Don't get me wrong, in general I am quite comfortable with owning my talent and skills and recognising that I am a legitimate designer, but sometimes, in moments like these I can feel like I've somehow faked my way into this scenario and someone will eventually realise this and expose me for the fraud that I am. Standing there in that room, my brain started to churn with thoughts like: "Is it a mistake that I was invited?", "They're probably all wondering what I'm doing here", and "I don't have any actual talent like these guys, I just hot glue stuff!" I know this sounds ridiculous, but hey, imposter syndrome IS ridiculous. And yet, it's a thing!
According to the dictionary imposter syndrome is a term used to describe "a false and sometimes crippling belief that one's successes are the product of luck or fraud rather than skill". I feel you dictionary. I feel you. But where does it come from? No one at that conference was actually sitting there pointing at me being like "She faked her way in here! Get her off stage!", and yet I found myself believing it to be true in that particular moment. Have you ever experienced imposter syndrome? When does it manifest for you?
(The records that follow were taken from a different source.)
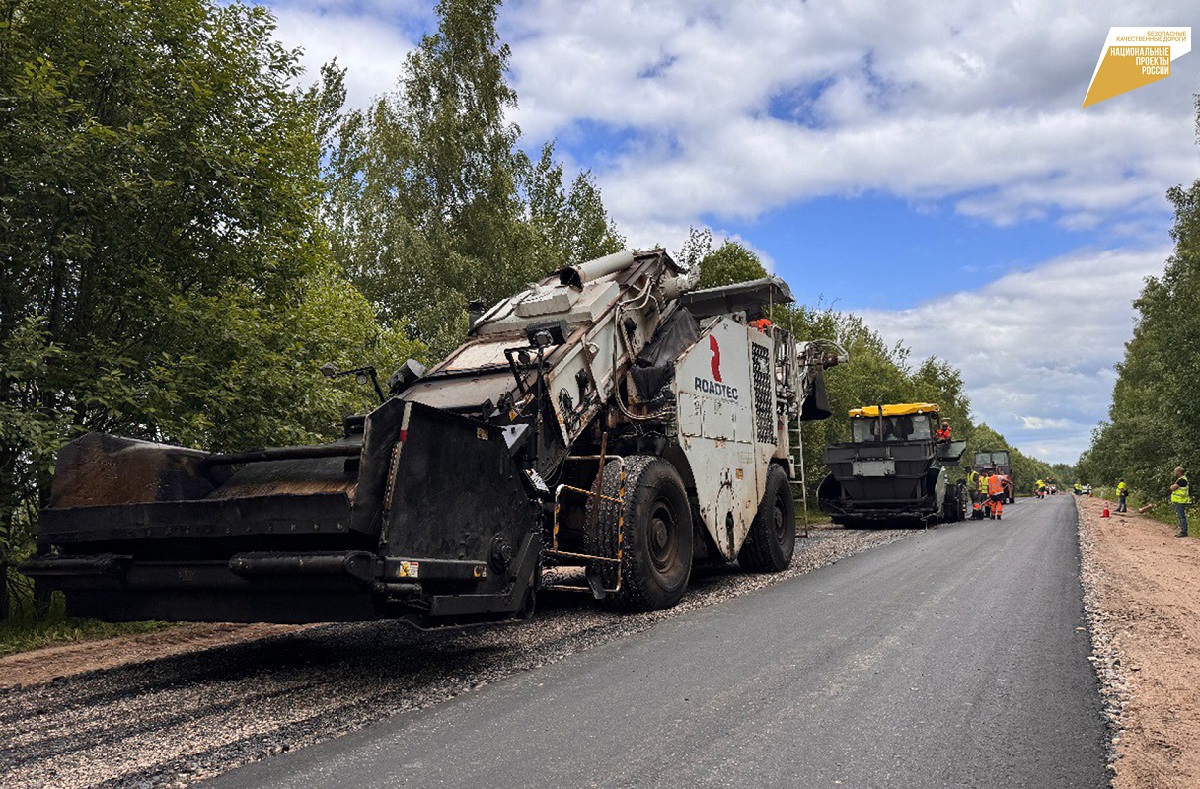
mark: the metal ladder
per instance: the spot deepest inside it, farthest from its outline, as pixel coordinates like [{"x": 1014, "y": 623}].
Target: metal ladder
[{"x": 796, "y": 449}]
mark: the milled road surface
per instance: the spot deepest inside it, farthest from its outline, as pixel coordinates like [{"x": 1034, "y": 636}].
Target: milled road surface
[
  {"x": 953, "y": 658},
  {"x": 145, "y": 720}
]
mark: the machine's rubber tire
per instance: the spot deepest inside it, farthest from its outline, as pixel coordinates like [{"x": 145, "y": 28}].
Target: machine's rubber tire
[
  {"x": 653, "y": 531},
  {"x": 772, "y": 540}
]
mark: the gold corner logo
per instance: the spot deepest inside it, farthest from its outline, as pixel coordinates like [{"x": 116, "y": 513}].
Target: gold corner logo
[{"x": 1135, "y": 56}]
It may not happen in every scenario, but if it does, I find it's usually at times when:
- I'm being praised or recognised for my work or achievements
- I win a pitch for a job with a big client
- I achieve something or get an opportunity that's so awesome it feels too good to be true
- I find myself in a social setting with big-name people from my industry and get asked "So, what do you do?"
- I put something completely new and big out into the public for the first time (like starting this project for example!)
In writing this list, it's occurred to me that imposter syndrome usually doesn't come from anything anyone else thinks about us, it comes from inside ourselves. When someone gives us an amazing opportunity, a reward, or some kind of positive reinforcement and our negative self-talk happens to be too loud and overpowering in that moment, imposter syndrome kicks in as a manifestation of our self-doubt.
I believe that identifying what imposter syndrome is, and understanding where it comes from and when we're likely to be more susceptible to it can help to lessen it's effect on us. Recognising that it's just a by-product of our self-doubt, and that our self-doubt might be raging in this moment because we're about to do something we may be unsure of, and that these feelings are all completely normal will help to diffuse it.
One way in particular that I've personally found helps diffuse imposter syndrome-y feelings is to take a look at my portfolio of work as a whole. Whenever I'm revamping my website to add fresh work or edit out older projects, I find myself realising just how much I have actually achieved so far in my career. Looking at the body of work I have created from that zoomed-out place is a great way to gain a wonderful perspective on everything I have accomplished. I'm usually zoomed too far in on the details of things to see it like this.
In relation to this, I also feel that it's super important to make sure we celebrate our achievements, no matter how big or small. I think this is something that we as creative people often neglect to do, because, as I said, we can get so zoomed-in on certain details, or are already looking ahead to the next project without pausing to reflect on what we've just accomplished. We might still experience imposter syndrome at times, but in reminding ourselves regularly of our value, those fraudulent feelings might just be fleeting rather than forever. Taking time to truly acknowledge and celebrate each achievement is a great way to serve ourselves some ongoing validation that we are in fact legit, we do know our shit, and we definitely deserve to be here.